The House of Representatives has resolved to investigate the contracts awarded and payments made to contractors by the Federal Government towards reviving the power sector.
According to a motion unanimously adopted by the House at the plenary on Thursday, the probe will cover the $16bn spent by the President Olusegun Obasanjo-led administration between 1999 and 2007.
It will also cover the administrations of Umaru Yar’Adua, Goodluck Jonathan and the incumbent, Muhammadu Buhari.
A member, Mr Sada Soli, moved the motion, entitled, ‘Need to review government expenditure on the power sector to ensure sustenance of the power reform programme in Nigeria.’
The lawmakers resolved to set up an ad hoc committee to “carry out a comprehensive investigative hearing on how much money was spent on the power sector reform programme over the years without commensurate results and report back within six weeks for further legislative action.”
Soli, while moving the motion, said, “The House notes that the Electric Power Sector Reform Act was aimed at removing the ineffectiveness of the sector in order to transform it into a more efficiently-managed sector.

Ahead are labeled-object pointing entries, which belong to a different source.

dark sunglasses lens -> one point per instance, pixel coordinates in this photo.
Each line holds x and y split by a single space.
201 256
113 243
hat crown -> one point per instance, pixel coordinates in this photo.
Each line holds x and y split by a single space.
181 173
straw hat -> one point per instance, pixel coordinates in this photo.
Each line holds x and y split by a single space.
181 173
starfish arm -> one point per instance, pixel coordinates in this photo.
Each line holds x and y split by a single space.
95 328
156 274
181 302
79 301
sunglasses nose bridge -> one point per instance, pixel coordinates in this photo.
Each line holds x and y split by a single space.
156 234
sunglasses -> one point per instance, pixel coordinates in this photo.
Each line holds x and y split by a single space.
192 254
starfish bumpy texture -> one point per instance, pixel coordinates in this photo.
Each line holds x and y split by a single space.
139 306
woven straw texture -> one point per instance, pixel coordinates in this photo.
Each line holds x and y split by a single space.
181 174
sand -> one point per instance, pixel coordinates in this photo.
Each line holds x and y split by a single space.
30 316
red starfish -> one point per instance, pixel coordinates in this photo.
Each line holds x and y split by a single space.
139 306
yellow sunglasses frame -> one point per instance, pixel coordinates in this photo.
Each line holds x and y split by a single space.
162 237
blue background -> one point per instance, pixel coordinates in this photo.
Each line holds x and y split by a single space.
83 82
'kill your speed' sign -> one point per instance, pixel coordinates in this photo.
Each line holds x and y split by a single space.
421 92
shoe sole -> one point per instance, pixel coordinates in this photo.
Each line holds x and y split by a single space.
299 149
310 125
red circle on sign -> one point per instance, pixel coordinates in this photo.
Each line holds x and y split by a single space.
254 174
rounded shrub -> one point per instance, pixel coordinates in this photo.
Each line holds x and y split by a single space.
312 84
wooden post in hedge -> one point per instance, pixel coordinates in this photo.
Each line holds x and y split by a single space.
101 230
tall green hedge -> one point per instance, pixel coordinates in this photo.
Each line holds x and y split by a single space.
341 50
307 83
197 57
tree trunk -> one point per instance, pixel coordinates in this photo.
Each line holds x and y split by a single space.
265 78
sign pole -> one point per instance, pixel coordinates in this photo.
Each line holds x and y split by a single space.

The power sector reform was expected to open opportunities for the development of Small and Medium Scale Enterprises, increase access to electricity in processing farm produce, create job opportunities for Nigeria’s teeming graduates and enhance socio-economic development of the country.
“The House recalls that an investigative hearing was conducted by the House of Representatives in 2008 over the alleged spending of about $16bn on the power sector. The set power generation target was that by year 2020, the nation would have achieved 40,000 MW based on the alleged investments in the proposed power plants, but till date, such generation target has eluded nation.
“The House acknowledges the lamentation by the President (Muhammadu Buhari) to the effect that such huge sums of billions of dollars could be spent without commensurate results in the generation, transmission and distribution of power supply in the country.”
The House also on Thursday called on security agencies to criminalise open-grazing in Delta State.
Adopting a motion at the plenary, the House decried the killings, banditry and destruction of farms by suspected herdsmen in the Ethiope area of the state.
The motion, moved by Mr Ben Igbakpa, was titled, ‘Incessant killings, banditry and destruction of crops at Ethiope East/Ethiope West Federal Constituency by herdsmen.’
The lawmakers unanimously resolved to urge the security agencies – the Army, Nigeria Police Force, Department of State Services and the Nigerian Security and Civil Defence Corps to “as a matter of urgency midwife a meeting of stakeholders in Ethiope Federal Constituency and leaders of the herdsmen to douse the tension and find a lasting solution to this recurring security milieu.”
They urged the Federal Ministry of Agriculture, Federal Ministry of Information and the National Orientation Agency to enlighten herdsmen on the need to “endeavour to limit grazing, where allowed, to bushes and uncultivated lands and not cultivated blooming crops.”